Lustmord
Much Unseen Is Also Here
Pelagic Records
As we discussed on a recent podcast on the subject of dark ambient, it’s tough to think of a more foundational figure in the emergence and codification of that genre, not to mention someone with a stronger catalog within it forty years on than Brian Williams of Lustmord. A slew of recent live, collaborative, and archival releases have served as a reminder of how far Williams has taken the moods and atmospheres he pioneered from their often willfully obscure origins and into the realms of video game and film soundtracking, as well as into a degree of critical acceptance far beyond the reach of even the most ambitious initiates who followed the trail he blazed. That recent work schedule has also occluded the fact that, depending on one’s definition of the format, Much Unseen Is Also Here could be taken as the first standalone LP of original, solo Lustmord work since 2016’s Dark Matter. It feels like a sojourn into the caves and abysses only Lustmord can map is long overdue, then, though as Much Unseen Is Also Here reminds us, Lustmord is an entity which operates on its own scope and scale.

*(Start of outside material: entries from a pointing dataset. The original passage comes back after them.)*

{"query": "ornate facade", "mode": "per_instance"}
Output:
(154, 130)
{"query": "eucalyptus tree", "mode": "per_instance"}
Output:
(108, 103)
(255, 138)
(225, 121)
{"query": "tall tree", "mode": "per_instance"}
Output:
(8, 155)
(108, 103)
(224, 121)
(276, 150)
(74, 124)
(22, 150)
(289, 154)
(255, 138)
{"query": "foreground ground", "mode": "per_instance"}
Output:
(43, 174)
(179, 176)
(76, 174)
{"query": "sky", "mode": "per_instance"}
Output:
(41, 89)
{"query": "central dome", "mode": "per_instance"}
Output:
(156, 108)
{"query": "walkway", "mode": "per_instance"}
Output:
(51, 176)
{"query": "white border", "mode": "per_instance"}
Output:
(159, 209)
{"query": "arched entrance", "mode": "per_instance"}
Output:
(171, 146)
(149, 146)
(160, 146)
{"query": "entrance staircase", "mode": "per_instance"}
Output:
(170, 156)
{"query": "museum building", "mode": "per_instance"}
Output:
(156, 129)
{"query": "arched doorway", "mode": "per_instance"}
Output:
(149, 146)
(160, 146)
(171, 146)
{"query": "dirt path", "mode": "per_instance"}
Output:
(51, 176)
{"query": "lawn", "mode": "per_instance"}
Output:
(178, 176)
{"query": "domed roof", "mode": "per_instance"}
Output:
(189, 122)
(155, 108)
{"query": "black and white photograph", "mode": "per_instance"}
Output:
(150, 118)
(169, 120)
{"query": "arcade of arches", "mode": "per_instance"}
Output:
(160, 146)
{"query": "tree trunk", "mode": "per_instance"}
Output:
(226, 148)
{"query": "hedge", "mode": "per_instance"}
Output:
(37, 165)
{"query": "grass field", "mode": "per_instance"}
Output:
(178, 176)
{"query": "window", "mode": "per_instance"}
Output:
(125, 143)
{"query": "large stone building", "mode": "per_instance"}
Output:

Clocking in at a full 80 minutes, Much Unseen certainly isn’t cutting corners in giving each of its eight pieces as much time and space as is needed to unfurl. Yet, even by the already minimalist standards of the genre and the artist, it’s a decidedly stripped-down affair from a compositional standpoint. Opener “Behold A Voice As Thunder” communicates the aesthetic in immediate fashion (well, as immediate as a ten minute piece with no discernible rhythm can be), with deep drones, string pads so low as to be indistinct from choral ones, winter wind, and the occasional swell of brass or beat of some stygian timpani. However, no more than two of those elements are ever truly present in the mix for more than a few seconds, with each slowly cycling in and out of the speakers, not only putting the razor sharp command of sound design which has been Williams’ calling card in the spotlight, but also his ability to hold each moment and sound for all its worth.
The cornets on “Invocation Of The Nameless One” don’t break from this minimalism, but also show how Williams’ foray into soundtracking has been a two way street; it would be easy to take the piece for part of a Jóhann Jóhannsson or Jocelyn Pook score were it to be heard free of context. More difficult to place are the strings which guide “Hence Shall They Be Devoured All Of Them”, recorded with so much echo and space around them that their timbre almost curves into a brass sound. This isn’t just about the links between Lustmord and film, which were noted long before Williams actually started scoring, but also about Williams’ abilities with neo-classical instrumentation. Album centrepiece “An Angel Dissected” is a rare exception to the aforementioned minimalism, with its recurring piano refrain suggesting puzzled unease more than abject misery or the pure dread and terror associated with early Lustmord works (the latter is left to a slowly encroaching string section).
When we saw Lustmord’s fantastic set at Cold Waves in 2015, a fight nearly broke out in the crowd with one inebriated member of the audience taking umbrage at some perceived slight and insisting that he was a bigger Lustmord fan than any of the rest of us. In addition to being an irritation (though thankfully a momentary one), the petty outburst was at odds with the entire space and spirit Lustmord was invoking. The painting used as Much Unseen‘s cover art, demonic fantasy artist Wayne Barlowe’s “Sargatanas Before The Behemoths”, is indicative of this – rather than brash and noisome arrogance of needless confrontation, Lustmord holds to a lumbering and impassive malevolence which achieves its inscrutable ends on its own ponderous timeline. Recommended.